Por Graciela Caino.
As trabalhadoras e os trabalhadores do Centro de Informática e Automação do Estado de Santa Catarina (CIASC) aprovaram, por ampla maioria em assembleia geral híbrida realizada pelo SINDPD/SC, a deflagração de uma greve geral a partir do dia 17 de junho. A paralisação por tempo indeterminado é uma resposta ao descumprimento, por parte do Governo do Estado, da cláusula do Plano de Cargos, Carreiras e Salários (PCCS) prevista no Acordo Coletivo de Trabalho (ACT 2025-2027).
Como o CIASC é a empresa pública estratégica que gerencia o banco de dados e a infraestrutura tecnológica do Estado, a suspensão das atividades e da manutenção preventiva pode paralisar sistemas vitais para o cidadão e para a máquina pública.
O Coração Tecnológico do Estado: O que está em jogo
A interrupção dos serviços técnicos e o congelamento de atualizações geram risco iminente de instabilidade nos seguintes setores:
Trânsito (Detran Digital): Lentidão ou suspensão na emissão de CNHs, documentos de veículos, vistorias e agendamentos.
Cidadania: O aplicativo SC Fácil, portal que reúne mais de 500 serviços públicos digitais ao cidadão, pode apresentar falhas ou ficar fora do ar.
Educação Pública (SISGESC): Interrupção no suporte a matrículas online, redes de internet escolares e diário de classe digital.
Segurança Pública: Riscos operacionais no sistema de delegacias civis e na plataforma iPEN de gestão prisional.
Máquina Pública: Atrasos em licitações eletrônicas, tramitação de processos administrativos internos e na emissão de guias de arrecadação de impostos estaduais.

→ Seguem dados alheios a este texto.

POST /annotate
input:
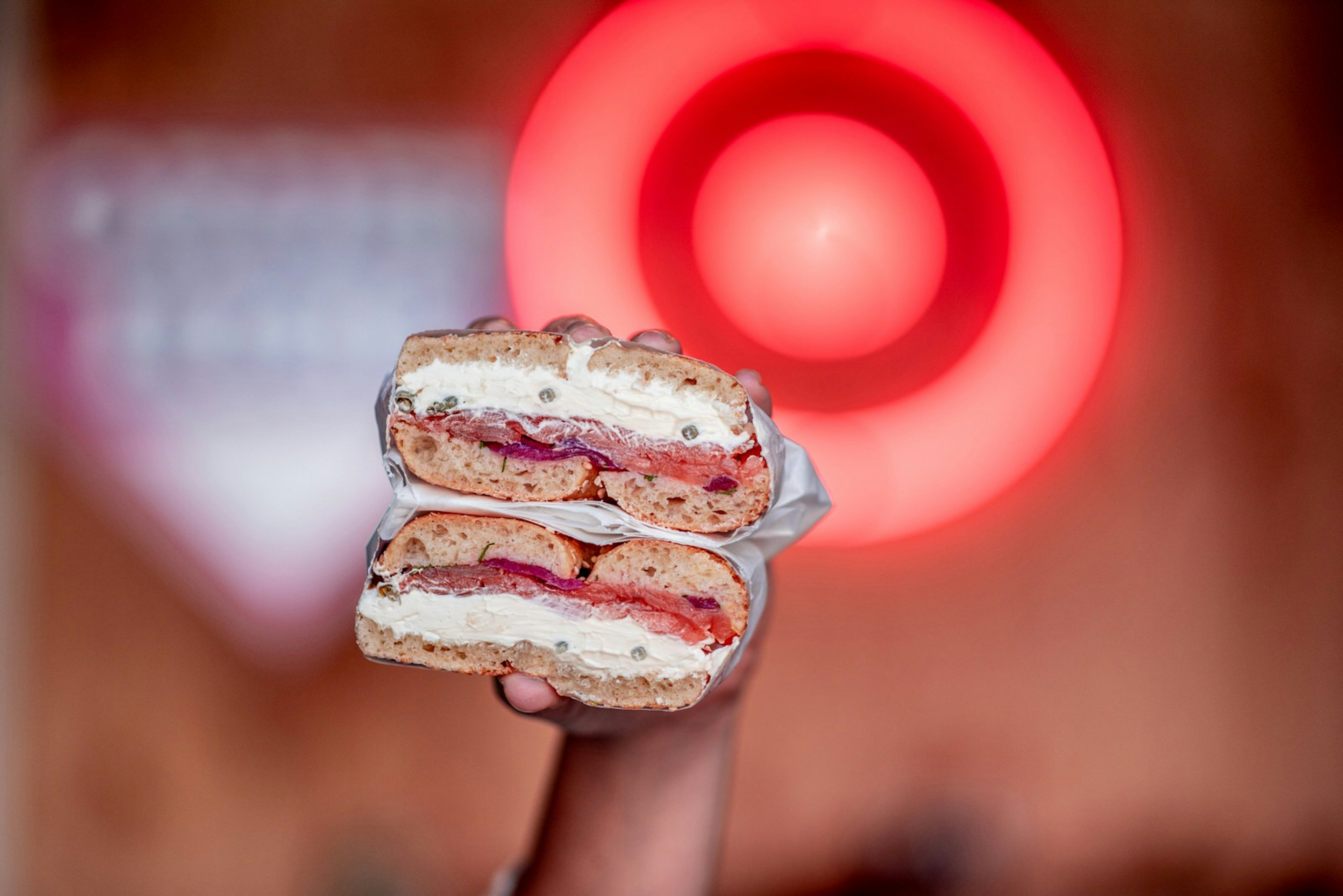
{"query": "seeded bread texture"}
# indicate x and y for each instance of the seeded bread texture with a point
(569, 679)
(520, 349)
(459, 539)
(469, 467)
(679, 569)
(527, 349)
(681, 506)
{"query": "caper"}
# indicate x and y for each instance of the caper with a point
(444, 406)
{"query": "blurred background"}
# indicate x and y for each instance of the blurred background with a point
(1125, 675)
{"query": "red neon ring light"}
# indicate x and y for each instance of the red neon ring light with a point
(922, 460)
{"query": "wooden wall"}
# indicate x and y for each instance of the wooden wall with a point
(1123, 676)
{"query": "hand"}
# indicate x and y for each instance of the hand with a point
(535, 696)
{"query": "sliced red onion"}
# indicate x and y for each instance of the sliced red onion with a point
(537, 573)
(722, 484)
(528, 449)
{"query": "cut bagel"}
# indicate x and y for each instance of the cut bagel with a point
(535, 417)
(640, 625)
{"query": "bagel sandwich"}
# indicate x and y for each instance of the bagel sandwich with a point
(642, 624)
(537, 417)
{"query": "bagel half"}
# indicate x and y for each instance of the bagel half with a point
(640, 625)
(535, 417)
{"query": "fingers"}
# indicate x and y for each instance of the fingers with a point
(659, 339)
(528, 695)
(754, 386)
(492, 323)
(581, 328)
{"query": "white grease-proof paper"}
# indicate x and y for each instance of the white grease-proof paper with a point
(797, 503)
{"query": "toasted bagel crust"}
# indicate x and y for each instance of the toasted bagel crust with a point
(569, 679)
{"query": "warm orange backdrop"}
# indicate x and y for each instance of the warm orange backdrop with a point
(1125, 676)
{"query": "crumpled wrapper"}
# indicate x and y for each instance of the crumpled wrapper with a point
(798, 502)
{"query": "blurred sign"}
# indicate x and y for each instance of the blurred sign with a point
(899, 212)
(209, 320)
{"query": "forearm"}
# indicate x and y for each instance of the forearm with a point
(637, 813)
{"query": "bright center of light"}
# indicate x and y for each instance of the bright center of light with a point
(820, 237)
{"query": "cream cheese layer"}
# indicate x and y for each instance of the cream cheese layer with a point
(652, 408)
(505, 620)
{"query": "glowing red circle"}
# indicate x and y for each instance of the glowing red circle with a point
(930, 457)
(820, 237)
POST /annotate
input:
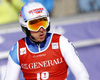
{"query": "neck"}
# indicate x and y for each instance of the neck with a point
(34, 40)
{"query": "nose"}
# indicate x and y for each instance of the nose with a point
(41, 29)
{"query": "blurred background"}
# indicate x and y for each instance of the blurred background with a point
(77, 20)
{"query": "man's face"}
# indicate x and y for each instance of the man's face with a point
(39, 35)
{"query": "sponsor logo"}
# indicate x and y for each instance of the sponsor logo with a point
(46, 63)
(37, 11)
(22, 51)
(54, 45)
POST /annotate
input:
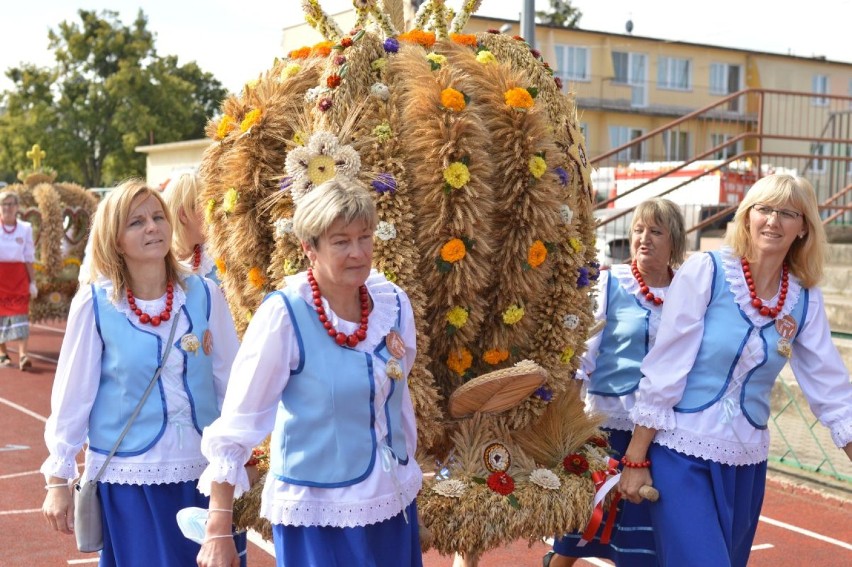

Reflexo nas Ruas: Com os sistemas instáveis, órgãos públicos serão forçados a operar em modo manual, gerando longas filas e severa lentidão no atendimento presencial à população.
Diante do desrespeito, a luta se tornou inevitável
A categoria aguarda pelo novo plano de carreira há 22 anos e cumpriu rigorosamente todas as exigências burocráticas, estudos técnicos e limites financeiros impostos pelo próprio Executivo. No momento de homologar o acordo assinado, o Governo recuou e alegou impedimentos da legislação eleitoral para adiar a implantação, argumento este já classificado como superado pelas próprias equipes governamentais durante as negociações.
Leonardo Mecabô, dirigente do SINDPD/SC e servidor do CIASC, destaca que a paciência dos trabalhadores chegou ao limite absoluto:
“Não aceitaremos que um acordo assinado seja tratado como ficção ou empurrado para a próxima gestão. A greve é a nossa única ferramenta para defender a palavra empenhada e exigir respeito à valorização de profissionais que garantem a tecnologia pública de Santa Catarina há mais de 50 anos”, declarou Mecabô.
O sindicato lembra que o avanço nas negociações só aconteceu após a forte mobilização e greve realizadas em 2022.